As part of the STEM-Arts Alliance program I’ve initiated at Walden School of Liberal Arts, I am always trying to find activities in my science classes that can integrate art, history, and/or technology. At the NSTA national conference in San Antonio in 2013, I attended a session by Dan Ratliffe from the Breck School in Minneapolis on using stop-motion animation techniques to model a chemical reaction, in this case the burning of methane. He showed how to set up a stage, use student groups and manipulatives, and how to show how energy is absorbed (activation energy) to start the reaction and how energy is released. He uses it in his 6th grade science class, but I’ve adapted the lesson for use in higher level science classes such as chemistry or physics or astronomy.
On Jan, 31 this year, I needed to make one of these animations for a demonstration I was doing at the UACTE conference. My chemistry students were studying nuclear chemistry and nuclear reactions at the time, so without any warning to them, I announced we would be making an animation of the nuclear fission of Uranium-235. I had cardstock and permanent markers already in the room, and brought my camera and tripod to class. My small class of students were able to create all the drawings and labels, plan the sequence, and do the photos all in one class period plus a few minutes after school to clean up, so about 80 minutes total. It wasn’t anything too fancy, but it worked. That evening I dropped the images into Apple Final Cut Studio (setting each image to last three frames), then dropped them onto the timeline, expanded them all together so the edge of the stage wouldn’t show, and exported it. I didn’t try to add narration or sound effects, but it did the job. Then I demonstrated the process at the conference the next day.

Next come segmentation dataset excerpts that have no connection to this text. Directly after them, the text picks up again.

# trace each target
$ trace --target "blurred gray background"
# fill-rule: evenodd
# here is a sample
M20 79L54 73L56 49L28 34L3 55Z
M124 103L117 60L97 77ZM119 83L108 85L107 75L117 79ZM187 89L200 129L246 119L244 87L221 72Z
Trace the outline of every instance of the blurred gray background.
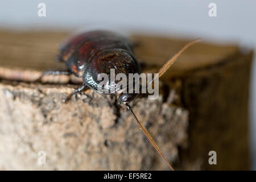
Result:
M38 16L40 2L46 5L46 17ZM217 5L217 17L208 15L208 5L212 2ZM256 1L1 0L0 2L1 28L77 30L98 27L126 32L200 37L213 42L236 43L255 50ZM253 67L249 114L250 142L253 146L251 169L256 170L255 63Z

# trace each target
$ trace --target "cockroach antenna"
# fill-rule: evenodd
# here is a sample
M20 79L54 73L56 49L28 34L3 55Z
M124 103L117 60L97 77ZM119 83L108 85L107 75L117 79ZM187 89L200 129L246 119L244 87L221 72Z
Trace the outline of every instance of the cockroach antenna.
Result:
M197 39L195 40L193 40L186 45L184 46L182 49L181 49L176 55L174 55L171 59L170 59L167 62L166 62L166 64L164 64L164 65L159 69L157 74L157 76L155 76L147 85L147 86L150 85L152 83L154 82L154 80L158 77L160 77L162 76L167 70L169 69L169 68L171 67L171 65L175 61L175 60L177 59L177 58L183 52L184 52L187 48L190 47L191 46L193 45L193 44L196 43L196 42L200 41L201 39ZM168 162L167 159L166 159L164 155L163 154L163 153L160 150L159 148L158 148L158 146L155 144L155 142L154 141L154 139L152 139L152 136L150 135L149 133L147 131L147 129L143 126L143 125L142 124L142 123L138 119L137 117L135 115L134 113L133 112L133 110L131 109L131 107L127 103L125 104L127 106L127 109L129 110L129 111L131 113L133 117L135 119L136 122L137 122L138 125L142 130L143 133L145 135L145 136L147 138L148 140L150 142L151 144L153 146L153 147L155 148L155 149L158 151L158 154L162 157L162 158L164 160L164 161L166 162L166 163L169 166L171 170L174 171L172 167L171 166L171 164Z
M195 40L186 44L160 69L157 76L154 77L147 86L151 84L158 77L160 77L163 75L185 49L199 40L200 39ZM130 45L127 39L106 31L96 30L77 35L69 39L61 46L59 57L57 59L60 62L65 64L68 70L44 72L37 80L40 81L42 77L47 75L73 74L77 77L82 77L82 85L73 90L63 100L65 103L67 103L73 94L80 93L88 88L99 93L106 94L103 90L110 89L111 84L106 84L104 85L104 89L98 90L98 88L102 88L101 80L98 80L100 73L109 73L111 69L114 69L117 74L119 73L125 73L126 75L130 73L141 74L139 64L131 51L132 47ZM93 51L92 51L92 50ZM114 93L108 94L117 94L117 91L115 90ZM119 94L117 101L119 104L127 106L146 136L171 169L174 170L148 132L136 117L129 105L129 103L133 101L138 94L139 93L121 93Z

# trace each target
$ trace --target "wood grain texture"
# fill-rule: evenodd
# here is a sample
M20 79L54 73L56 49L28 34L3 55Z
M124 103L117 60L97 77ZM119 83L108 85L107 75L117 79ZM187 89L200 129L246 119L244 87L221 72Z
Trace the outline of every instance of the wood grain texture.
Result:
M88 90L61 101L81 80L44 77L68 35L0 31L0 169L168 169L115 98ZM143 71L154 73L188 40L134 35ZM186 50L160 79L159 98L133 103L176 169L247 169L247 101L252 52L204 42ZM209 151L217 165L208 163ZM37 163L45 151L46 165ZM24 160L25 159L25 160Z

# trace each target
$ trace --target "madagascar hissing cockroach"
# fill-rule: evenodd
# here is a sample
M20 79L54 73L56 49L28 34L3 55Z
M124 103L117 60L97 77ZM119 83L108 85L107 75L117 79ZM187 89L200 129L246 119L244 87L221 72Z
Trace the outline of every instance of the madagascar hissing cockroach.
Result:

This lesson meets standards HS-PS1-8 of the Next Generation Science Standards to model nuclear reactions as a core idea in chemistry. I have written it all up as a PDF lesson plan. I’m including the process steps here, but you can download and use the lesson plan here: Stop-Motion_Nuclear_Reaction
Objectives: By the end of the activity, students will be able to:
- Create storyboards and sketches showing the stages of a chemical or nuclear process;
- Set up a stage and move objects around from frame to frame to demonstrate the process;
- Edit and align sequential images in an image editing software package;
- Import a series of still images into video editing software and export the sequential images as a continuous animation.
Materials for each group:
Regular unlined copy paper (for storyboards)
Cardstock paper (for labels)
Marker pens or colored pencils
Balls of different sizes to represent large uranium atoms, smaller fission products, and
neutrons. You can use poker chips and tiddlywinks instead.
A black-topped lab bench or table with a black tablecloth
A digital camera and tripod that can look down on the table without seeing the edges
Meter sticks and smaller metric rulers
Computer with video software
Step One: Introduction
Introduce this lesson by showing your students some examples of stop-motion animation and discussing how traditional animation was drawn frame by frame on acetate sheets. Explain that they will be creating their own animations in groups.
Review the types of nuclear reactions that are most often learned in a unit on nuclear chemistry, such as the fission of Uranium-235; the fusion of hydrogen; nucleosynthesis inside a star; the conversion of a neutron to a proton, anti-electron neutrino, and beta particle through the weak nuclear force; the beta and alpha decays of various elements; the conservation and conversions of energy and matter in a nuclear reaction; etc. List these reactions on your whiteboard. Assign students to groups of 4 to 5, and have each group pick a different reaction.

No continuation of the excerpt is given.